Skip to content

Atlas

Python bindings to atlas-rust — the Rust core that powers ATLAS (Aggregated Tensor Large Array Store). Think of it as a "zip" for N-dimensional data: store thousands of NetCDF / Zarr-style datasets in one high-performance collection, then read any of them back as NumPy or xarray.

import numpy as np
import atlas

with atlas.Atlas.create("/tmp/my_store", codec="zstd") as store:
    ds = store.create_dataset("jan_2024")
    ds.define_array(
        "temperature",
        dtype="float32",
        dims=["lat", "lon"],
        shape=[8, 16],
        chunk_shape=[4, 8],
    )
    ds.write_array("temperature", start=[0, 0],
                   data=np.full((8, 16), 20.0, dtype=np.float32))
    ds.set_attribute("month", 1)
# `with` exit == store.close() == single flush to disk

What's here

  • Multi-dataset stores — one Atlas directory holds many named datasets, each with their own arrays and attributes.
  • Shared physical arrays — N datasets that all declare temperature share one temperature/data.af file, so the 1000th dataset is just an append.
  • Compression — zstd / lz4 / uncompressed array codecs and json / msgpack metadata, optionally compressed.
  • xarray + dask integrationatlas.add_xr_dataset(ds, name) to ingest, atlas.to_xarray(name) to read back. Dask-backed variables stream chunk-by-chunk on write and come back lazily on read.
  • Bulk cross-dataset APIsto_xarray_many and read_array_across_stacked collapse N per-dataset reads into one PyO3 call, sharing a single file handle.
  • Sync API, GIL-released — a multi-threaded tokio runtime backs every blocking call; the GIL is released so other Python threads can run.
  • Local fs or cloud storage — pass a path string for local, or an obstore handle for S3 / GCS / Azure / HTTP via pip install "atlas-python[cloud]". The full read / write / flush / compact / bulk-read API works identically against either. See Cloud storage.

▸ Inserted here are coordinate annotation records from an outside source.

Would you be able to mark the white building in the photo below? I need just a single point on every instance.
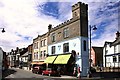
(111, 53)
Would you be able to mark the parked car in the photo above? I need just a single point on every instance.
(35, 69)
(38, 69)
(50, 72)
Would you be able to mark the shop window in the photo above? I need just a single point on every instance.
(65, 32)
(53, 49)
(66, 47)
(114, 59)
(84, 45)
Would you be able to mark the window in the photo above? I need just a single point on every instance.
(53, 37)
(84, 45)
(65, 33)
(115, 49)
(119, 58)
(36, 45)
(66, 47)
(44, 53)
(36, 55)
(41, 54)
(41, 43)
(45, 42)
(53, 49)
(114, 59)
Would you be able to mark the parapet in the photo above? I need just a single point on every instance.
(77, 5)
(65, 23)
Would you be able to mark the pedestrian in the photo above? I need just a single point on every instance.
(75, 71)
(58, 70)
(78, 76)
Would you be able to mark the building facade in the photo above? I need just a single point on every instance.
(111, 53)
(72, 35)
(40, 49)
(97, 56)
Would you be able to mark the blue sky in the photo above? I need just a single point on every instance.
(23, 20)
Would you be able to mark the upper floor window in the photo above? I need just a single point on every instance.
(53, 49)
(84, 45)
(36, 45)
(53, 37)
(118, 58)
(66, 47)
(44, 53)
(65, 32)
(114, 59)
(45, 42)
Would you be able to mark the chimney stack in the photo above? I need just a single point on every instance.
(49, 27)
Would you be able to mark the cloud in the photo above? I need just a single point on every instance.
(24, 20)
(22, 17)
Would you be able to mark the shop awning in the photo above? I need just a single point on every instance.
(62, 59)
(50, 59)
(38, 62)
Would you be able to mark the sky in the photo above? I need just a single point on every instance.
(24, 20)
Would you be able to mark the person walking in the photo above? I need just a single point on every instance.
(75, 71)
(58, 70)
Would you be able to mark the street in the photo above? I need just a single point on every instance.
(19, 74)
(15, 73)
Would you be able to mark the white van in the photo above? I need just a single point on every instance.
(1, 59)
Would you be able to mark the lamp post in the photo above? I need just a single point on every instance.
(92, 27)
(3, 30)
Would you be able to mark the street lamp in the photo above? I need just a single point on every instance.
(3, 30)
(92, 27)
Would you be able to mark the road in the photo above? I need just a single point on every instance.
(19, 74)
(15, 73)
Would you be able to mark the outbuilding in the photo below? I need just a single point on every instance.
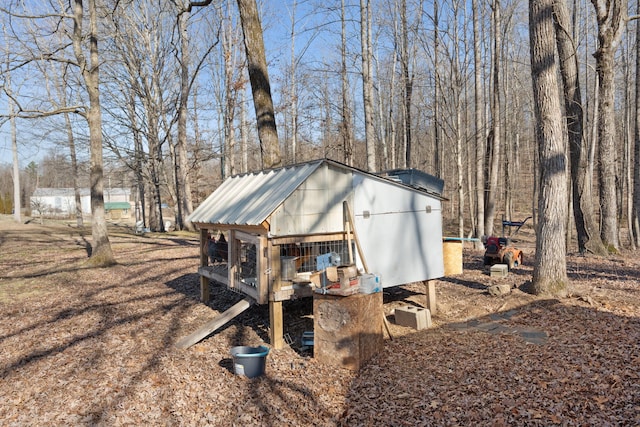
(278, 224)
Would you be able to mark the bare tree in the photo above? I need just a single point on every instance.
(586, 225)
(611, 17)
(494, 139)
(346, 122)
(367, 82)
(550, 271)
(636, 150)
(478, 122)
(260, 86)
(101, 253)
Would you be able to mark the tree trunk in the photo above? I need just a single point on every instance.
(437, 151)
(479, 124)
(636, 150)
(17, 205)
(260, 87)
(611, 19)
(183, 186)
(101, 254)
(347, 131)
(550, 271)
(494, 138)
(584, 216)
(367, 83)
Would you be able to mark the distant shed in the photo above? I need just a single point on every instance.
(280, 220)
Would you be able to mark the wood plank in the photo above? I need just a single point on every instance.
(211, 326)
(355, 236)
(430, 291)
(204, 262)
(276, 322)
(276, 332)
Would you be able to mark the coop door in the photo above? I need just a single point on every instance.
(247, 266)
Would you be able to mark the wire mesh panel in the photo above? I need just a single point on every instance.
(247, 271)
(305, 254)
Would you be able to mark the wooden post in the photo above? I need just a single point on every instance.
(430, 292)
(204, 261)
(276, 323)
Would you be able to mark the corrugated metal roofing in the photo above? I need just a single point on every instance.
(69, 192)
(250, 199)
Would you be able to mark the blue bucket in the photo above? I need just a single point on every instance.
(249, 361)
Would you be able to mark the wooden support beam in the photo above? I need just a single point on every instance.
(211, 326)
(276, 331)
(204, 261)
(430, 292)
(276, 321)
(205, 296)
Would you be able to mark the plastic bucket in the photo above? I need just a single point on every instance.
(288, 267)
(249, 361)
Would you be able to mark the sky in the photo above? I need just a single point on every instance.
(276, 17)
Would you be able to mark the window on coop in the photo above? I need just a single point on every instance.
(305, 254)
(247, 263)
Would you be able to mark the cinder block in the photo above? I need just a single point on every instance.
(416, 317)
(499, 270)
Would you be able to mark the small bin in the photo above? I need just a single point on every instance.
(288, 267)
(249, 361)
(370, 283)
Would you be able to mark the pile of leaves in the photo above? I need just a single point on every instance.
(87, 346)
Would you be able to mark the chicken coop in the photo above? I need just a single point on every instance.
(262, 234)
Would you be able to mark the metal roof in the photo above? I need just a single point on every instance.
(249, 199)
(69, 192)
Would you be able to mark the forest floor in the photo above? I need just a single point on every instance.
(87, 346)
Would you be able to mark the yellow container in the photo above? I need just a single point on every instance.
(452, 254)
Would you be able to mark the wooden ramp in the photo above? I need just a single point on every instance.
(211, 326)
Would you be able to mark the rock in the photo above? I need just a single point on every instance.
(499, 290)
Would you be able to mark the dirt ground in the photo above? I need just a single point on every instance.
(83, 346)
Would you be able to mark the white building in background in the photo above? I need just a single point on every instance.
(61, 202)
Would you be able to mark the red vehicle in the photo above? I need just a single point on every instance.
(499, 251)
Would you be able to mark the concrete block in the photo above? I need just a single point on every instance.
(499, 270)
(347, 330)
(499, 290)
(416, 317)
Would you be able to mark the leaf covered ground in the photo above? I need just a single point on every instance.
(86, 346)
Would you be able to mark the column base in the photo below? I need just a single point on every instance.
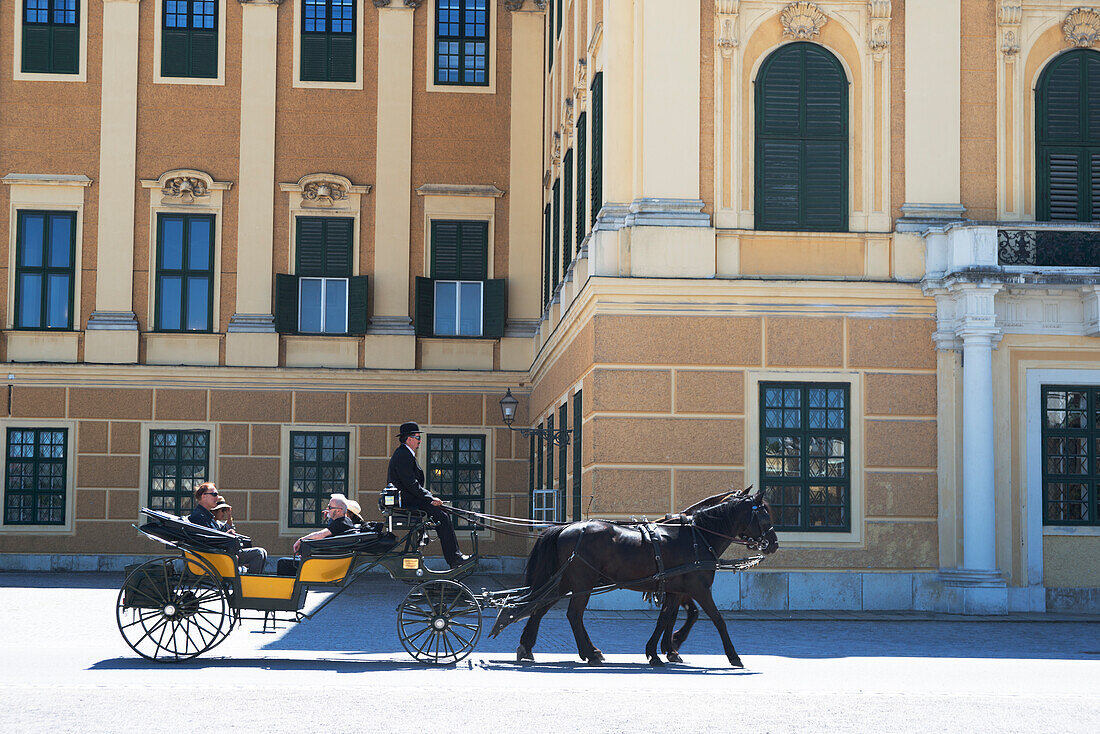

How does this compare to Zarr / netCDF?

netCDF and Zarr both put one logical "dataset" in one file (or one chunk directory); a fleet of N similar datasets becomes N stores. Atlas inverts that layout — one store, N datasets, with arrays of the same name sharing a physical file across all of them. This is the design choice that makes atlas dramatically faster on "many small datasets, same schema" workloads and on cross-dataset slice reads.

See vs Zarr / netCDF for the head-to-head, and Benchmarks for the numbers.

Next steps

  • Installation — install the wheel, or build from source.
  • Quickstart — first store in five minutes.
  • Guides — the mental model, dtypes, attributes, xarray, dask, bulk reads, stats.
  • API reference — auto-generated from the source-level docstrings.

Status

  • Local filesystem and any object_store backend (S3 / GCS / Azure / HTTP / local) via the optional obstore dependency. pip install "atlas-python[cloud]" enables it; see Cloud storage (S3, GCS, Azure).
  • Lazy dask reads use the threaded scheduler only; .compute() before crossing into distributed/multiprocessing schedulers.
  • bool, binary, list[...], fixed_size_list[...,N] are reserved for a later release as array element types.